Bu bağlamda, ekonomik ve sosyal dengeleri hassas bir şekilde gözetecek bir kararın alınmasını ve dengeler gözetilirken, iş gücü piyasasında özellikle kadın iş gücü katılımını artıracak ve dar gelirli kesimlere vergi avantajı yaratacak yapısal kararların bir an önce uygulanmasını desteklediğimizi de ayrıca paylaşmak istiyorum. Bahsettiğimiz yapısal reformlara öncelik vermenin, mevcut konjonktürde kolay olmadığını biliyoruz” diye konuştu.

“Vergide adalet algısı güçlenmeli”

 Yakın bölgemizdeki artan jeopolitik gerginlik ve savaş ortamı göz önüne alındığında, Türkiye’nin ekonomik olarak hem yapısal, hem de kısa vadeli risklerini iyi değerlendirmesi gerektiğini ifade eden Özgener, “IMF geçtiğimiz hafta paylaştığı Dünya Ekonomik Görünüm Raporunda daraltıcı adımlara rağmen resesyonun gündeme gelmediğine, ancak risklerin dünya ekonomisi üzerinde baskılayıcı bir etki oluşturabileceğine vurgu yaptı.

Bu doğrultuda; para politikasındaki sıkılaştırmanın uzun sürmesi, jeopolitik gerilimler, finansal piyasalardaki kırılganlık, Çin’de durgunluğun daha da derinleşmesi ile korumacılığın yükselişinin global büyümeyi baskılayabilecek önemli unsurlar olarak yer aldığını belirtti. Özellikle yakın bölgemizdeki artan jeopolitik gerginlik ve savaş ortamını göz önüne alırsak, ülkemizin ekonomik olarak hem yapısal, hem de kısa vadeli risklerini iyi değerlendirmesi gerektiğini düşünüyoruz.

Yapısal alanda geçen seneden bu yana, özellikle vergi özelinde çalışmalar yapılıyor olmasının önem taşıdığı fikrindeyiz. Bir an önce toplumda vergide adalet algısını güçlendirecek adımların hızlandırılması gerektiğini de vurgulamak istiyorum.
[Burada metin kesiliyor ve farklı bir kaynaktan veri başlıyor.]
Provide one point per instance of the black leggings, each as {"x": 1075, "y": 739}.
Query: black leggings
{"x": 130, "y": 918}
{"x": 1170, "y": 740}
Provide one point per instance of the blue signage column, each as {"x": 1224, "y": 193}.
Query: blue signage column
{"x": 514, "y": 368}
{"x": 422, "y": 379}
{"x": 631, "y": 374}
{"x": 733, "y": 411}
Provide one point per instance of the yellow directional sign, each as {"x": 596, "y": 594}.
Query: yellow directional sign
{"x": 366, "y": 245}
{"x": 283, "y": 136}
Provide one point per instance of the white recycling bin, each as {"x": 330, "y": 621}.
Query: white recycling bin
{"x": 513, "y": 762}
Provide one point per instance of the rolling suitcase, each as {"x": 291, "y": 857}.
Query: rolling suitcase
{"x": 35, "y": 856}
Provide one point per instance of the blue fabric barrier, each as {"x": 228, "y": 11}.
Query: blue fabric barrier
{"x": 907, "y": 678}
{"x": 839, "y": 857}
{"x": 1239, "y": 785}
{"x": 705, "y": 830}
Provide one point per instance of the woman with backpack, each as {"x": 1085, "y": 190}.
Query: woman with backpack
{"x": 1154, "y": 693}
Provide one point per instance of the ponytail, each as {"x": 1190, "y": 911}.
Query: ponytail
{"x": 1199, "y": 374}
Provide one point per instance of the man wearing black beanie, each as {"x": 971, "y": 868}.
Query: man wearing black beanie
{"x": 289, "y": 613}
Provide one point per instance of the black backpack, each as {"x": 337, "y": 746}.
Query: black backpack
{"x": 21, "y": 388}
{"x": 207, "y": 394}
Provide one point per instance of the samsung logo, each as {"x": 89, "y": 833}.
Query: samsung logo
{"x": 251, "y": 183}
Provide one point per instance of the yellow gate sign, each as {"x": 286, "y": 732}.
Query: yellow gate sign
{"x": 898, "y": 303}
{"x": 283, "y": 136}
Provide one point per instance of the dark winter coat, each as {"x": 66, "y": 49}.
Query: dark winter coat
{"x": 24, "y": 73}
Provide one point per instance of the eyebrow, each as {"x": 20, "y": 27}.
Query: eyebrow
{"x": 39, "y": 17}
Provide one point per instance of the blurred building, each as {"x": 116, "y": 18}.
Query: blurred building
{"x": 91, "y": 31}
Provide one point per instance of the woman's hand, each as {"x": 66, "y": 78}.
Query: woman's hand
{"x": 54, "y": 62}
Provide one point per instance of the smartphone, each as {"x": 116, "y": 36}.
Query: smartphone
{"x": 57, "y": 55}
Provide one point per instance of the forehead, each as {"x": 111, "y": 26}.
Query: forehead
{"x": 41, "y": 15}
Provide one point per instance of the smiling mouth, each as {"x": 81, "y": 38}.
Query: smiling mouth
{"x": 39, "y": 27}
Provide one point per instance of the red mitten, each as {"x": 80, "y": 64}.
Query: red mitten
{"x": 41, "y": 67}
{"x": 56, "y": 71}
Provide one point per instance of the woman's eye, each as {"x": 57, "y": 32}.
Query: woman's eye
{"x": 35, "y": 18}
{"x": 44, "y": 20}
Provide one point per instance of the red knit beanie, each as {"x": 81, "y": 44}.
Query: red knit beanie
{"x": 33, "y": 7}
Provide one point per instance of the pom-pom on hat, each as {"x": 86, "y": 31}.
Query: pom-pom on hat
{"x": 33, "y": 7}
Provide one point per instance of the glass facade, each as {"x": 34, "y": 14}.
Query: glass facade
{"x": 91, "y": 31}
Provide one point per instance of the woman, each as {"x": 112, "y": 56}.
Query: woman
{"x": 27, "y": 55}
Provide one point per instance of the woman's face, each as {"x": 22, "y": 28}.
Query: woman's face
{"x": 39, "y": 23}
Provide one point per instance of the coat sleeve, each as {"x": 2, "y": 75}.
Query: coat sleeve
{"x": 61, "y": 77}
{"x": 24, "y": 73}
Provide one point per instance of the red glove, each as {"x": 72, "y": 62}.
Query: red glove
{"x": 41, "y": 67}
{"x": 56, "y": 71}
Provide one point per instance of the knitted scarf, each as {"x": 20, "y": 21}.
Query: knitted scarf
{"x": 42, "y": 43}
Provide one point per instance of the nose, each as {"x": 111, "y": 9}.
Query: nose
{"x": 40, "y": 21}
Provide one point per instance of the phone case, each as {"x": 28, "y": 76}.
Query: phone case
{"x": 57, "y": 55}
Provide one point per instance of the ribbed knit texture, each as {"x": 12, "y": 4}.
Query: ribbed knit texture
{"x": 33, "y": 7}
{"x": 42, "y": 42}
Kayıt dışı ekonomiyle mücadele konusundaki çalışmaların devamı sağlanırken, diğer yandan da vergi politikasının gelirde adaleti desteklemesi gerektiğini değerlendiriyoruz” dedi.

“Lojistik sektörü Kemalpaşa’da kümelenecek”

İzmir Valiliği, İZTO, Ege Bölgesi Sanayi Odası ve Ege İhracatçı Birlikleri’nin birlikte yürüttüğü Kemalpaşa Lojistik Merkezi Projesi süreci hakkında da bilgi veren İZTO Başkanı Mahmut Özgener, “İzmir Yatırım İzleme ve Koordinasyon Başkanlığı’na tahsisli, toplamda 3 milyon metrekare büyüklüğündeki Kemalpaşa Lojistik Merkezi Projesi’nin 1. etabında 1 milyon 300 bin metrekare alan kamulaştırıldı ve 954 bin metrekare alanda planlanan 1/5000 ölçekli Nazım İmar Planı ile 1/1000 ölçekli Uygulama İmar Planı askı süresi 14 Ekim’de sona erdi.

Çevre, Şehircilik ve İklim Değişikliği Bakanlığı tarafından askıya çıkarılan planlara itiraz gelmedi ve planlar böylece onaylanmış oldu. Lojistik Merkez sadece kentimiz için değil, hinterlandımızda yer alan şehirlerin de ticaretine katkı yaparak, kentimiz için yeni yatırımlar ve fabrikaların kurulmasını sağlayacak, depolama imkanlarını güçlendirecek, kentimiz için yeni istihdam imkânlarını beraberinde getirecek ve lojistik sektörümüzün Kemalpaşa’da kümelenmesine vesile olacaktır” dedi.